# Hymer 555 electric step



## al3674 (Mar 29, 2008)

Hi there folks,
I have just noticed a small switch fitted to the side of my entrance step on my '92 hymer 555 and wonder if it is a limit switch or is it for a warning light to say the step is down when travelling?
I have no power to the switch and it's in a pretty corroded state but if it's for a warning light or buzzer it would be nice to have it working.
Can somebody shed any light on the whereabouts of the power source as all the fuses are fine.

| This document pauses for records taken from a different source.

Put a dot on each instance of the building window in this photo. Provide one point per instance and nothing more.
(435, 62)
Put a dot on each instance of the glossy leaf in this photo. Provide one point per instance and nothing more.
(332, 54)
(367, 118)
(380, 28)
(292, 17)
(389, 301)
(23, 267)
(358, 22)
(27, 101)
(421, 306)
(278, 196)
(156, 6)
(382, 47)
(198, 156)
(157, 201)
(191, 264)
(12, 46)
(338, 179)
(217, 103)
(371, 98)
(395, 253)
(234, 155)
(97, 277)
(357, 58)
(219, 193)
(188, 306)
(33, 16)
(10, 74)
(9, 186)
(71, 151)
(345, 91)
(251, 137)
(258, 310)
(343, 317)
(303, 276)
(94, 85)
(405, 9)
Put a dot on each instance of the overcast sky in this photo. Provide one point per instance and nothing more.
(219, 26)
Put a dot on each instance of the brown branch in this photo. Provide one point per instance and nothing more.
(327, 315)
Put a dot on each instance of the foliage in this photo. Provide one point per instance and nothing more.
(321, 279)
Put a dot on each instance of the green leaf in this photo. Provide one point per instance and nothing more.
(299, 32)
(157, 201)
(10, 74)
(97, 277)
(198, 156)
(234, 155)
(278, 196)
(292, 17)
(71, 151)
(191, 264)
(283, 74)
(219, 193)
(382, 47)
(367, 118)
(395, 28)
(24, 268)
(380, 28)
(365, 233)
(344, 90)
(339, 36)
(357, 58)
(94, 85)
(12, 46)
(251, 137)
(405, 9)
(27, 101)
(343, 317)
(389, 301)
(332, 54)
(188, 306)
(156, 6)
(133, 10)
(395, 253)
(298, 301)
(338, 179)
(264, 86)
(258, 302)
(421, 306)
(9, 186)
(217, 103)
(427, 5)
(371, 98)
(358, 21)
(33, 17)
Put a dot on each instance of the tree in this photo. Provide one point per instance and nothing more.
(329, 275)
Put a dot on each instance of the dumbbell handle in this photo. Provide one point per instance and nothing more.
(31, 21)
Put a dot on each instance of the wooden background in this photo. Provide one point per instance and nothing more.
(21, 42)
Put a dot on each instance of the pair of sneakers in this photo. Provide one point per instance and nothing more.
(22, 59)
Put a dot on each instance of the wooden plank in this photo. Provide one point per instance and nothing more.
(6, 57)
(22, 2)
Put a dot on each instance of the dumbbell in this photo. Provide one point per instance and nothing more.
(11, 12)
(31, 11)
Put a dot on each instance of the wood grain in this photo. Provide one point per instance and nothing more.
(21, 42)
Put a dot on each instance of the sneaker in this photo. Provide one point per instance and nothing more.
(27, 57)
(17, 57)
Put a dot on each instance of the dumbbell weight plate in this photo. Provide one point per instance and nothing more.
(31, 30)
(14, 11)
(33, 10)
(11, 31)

Many thanks in anticipation.....

Allan


----------



## bigx (May 16, 2005)

Hi
Im not familiar with you mh but on my 96 644 the fuse for the electric step is in the well for the leisure battery
Yours X


----------



## wizza (Jun 27, 2008)

our 96 544 step switch was not working, the wire wont have power to it, its just a earth through the switch up to the hand brake switch so if you leave your step down then take the hand brake off the light on the dash stays on till the step is retracted you need to check continuity through the switch to make sure its working if all ok check under the back of the hand brake for an extra wire mine was attached but not making contact hope this helps the wire should go from a body earth trough the switch then to the back of the handbrake if its a newer Hymer it might have a warning buzzer this wiring i know nothing about


----------



## al3674 (Mar 29, 2008)

That sounds a sensible solution..... I will check it out and let you know how i manage


----------



## al3674 (Mar 29, 2008)

*Step switch*

Just a quick update on the switch...
I traced the wire all the way from the switch on the step, around the back of the fridge, along the rear of the sink and water pipes,round behind the toilet and shower tray,along the bed unit and eventually up behind the dashboard to a spare red light on the dash with no bulb in it!!!
It is an earth lead and the power is from the horn circuit (the earth being made when the step is down).
Many thanks for all help.

Safe motoring now!!


----------